La difficile communication
Première leçon donc : l'absolue nécessité de livrer des informations vérifiées aux médias. Ce que n'ont pas fait hélas les Allemands. La France n'est pas épargnée : « le gouvernement a été frileux pour dédouaner les produits français » estime pour sa part Jacques Rouchaussé, secrétaire général de Légumes de France.
Même si rétorque, Jean-Marc Bournigal, le directeur de cabinet de Bruno Le Maire, les pouvoirs publics étaient dans l'impossibilité de communiquer et de répondre aux attentes des médias puisqu'ils ne savaient pas grand-chose. « Le temps scientifique n'est pas le temps médiatique » observe Ambroise Martin, professeur de nutrition, expert à l'Agence nationale de sécurité sanitaire (Anses). Même s'il faut faire avec.
Se préparer à l'imprévisible
La filière fait également son mea culpa. « Nous n'avons pas parlé d'hygiène » déplore Frédéric Descrozaille, le directeur d'Interfel et Bruno Piton, de l'Union nationale du commerce de gros des fruits et légumes. Surtout les professionnels se reprochent de ne pas voir diffusé le guide de bonnes pratiques d'hygiène pour limiter les contaminations. Ne serait-ce que de se laver les mains, avant de manipuler des fruits et légumes.
Ce que confirme Louis Orenga, directeur du Centre d'Information des viandes, fort de l'expérience acquise dans la gestion de crise de la vache folle. « Il faut donner une info de proximité utile pour le consommateur » avant de délivrer quelques conseils sur la nécessité de diffuser un message cohérent et de ne pas cacher les informations. « Dire quelque chose est dangereux, ne rien dire l'est encore plus », insiste-t-il. Et livrer bien entendu « des informations dont on est sûr ».

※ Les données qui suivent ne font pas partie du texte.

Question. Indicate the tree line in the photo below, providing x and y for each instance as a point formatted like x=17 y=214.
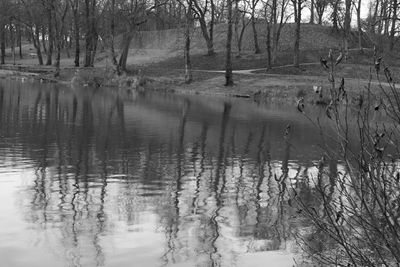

Se préparer à d'autres crises
Tout le monde est également d'accord pour reconnaître que d'autres crises surviendront et qu'il « faut se préparer à l'imprévisible ». Ce qui est nouveau, c'est que les crises sanitaires qui frappaient surtout les productions animales, touchent désormais les productions végétales et que la multiplication des échanges, des transports, de la transformation des produits favorisent l'émergence de ces événements.
Vindicte contre Bruxelles
Reste que les professionnels sont très remontés contre Bruxelles et son dispositif d'indemnisation de la crise. Sur l'enveloppe de 227 millions d'euros qui a été débloquée, 1,6 million seulement est réservé à la France, alors que la Pologne en a reçu 46 millions. « Nous sommes scandalisés » fulmine Pierre Diot devant Lars Hoelgaard, de la direction générale de l'agriculture à la Commission européenne.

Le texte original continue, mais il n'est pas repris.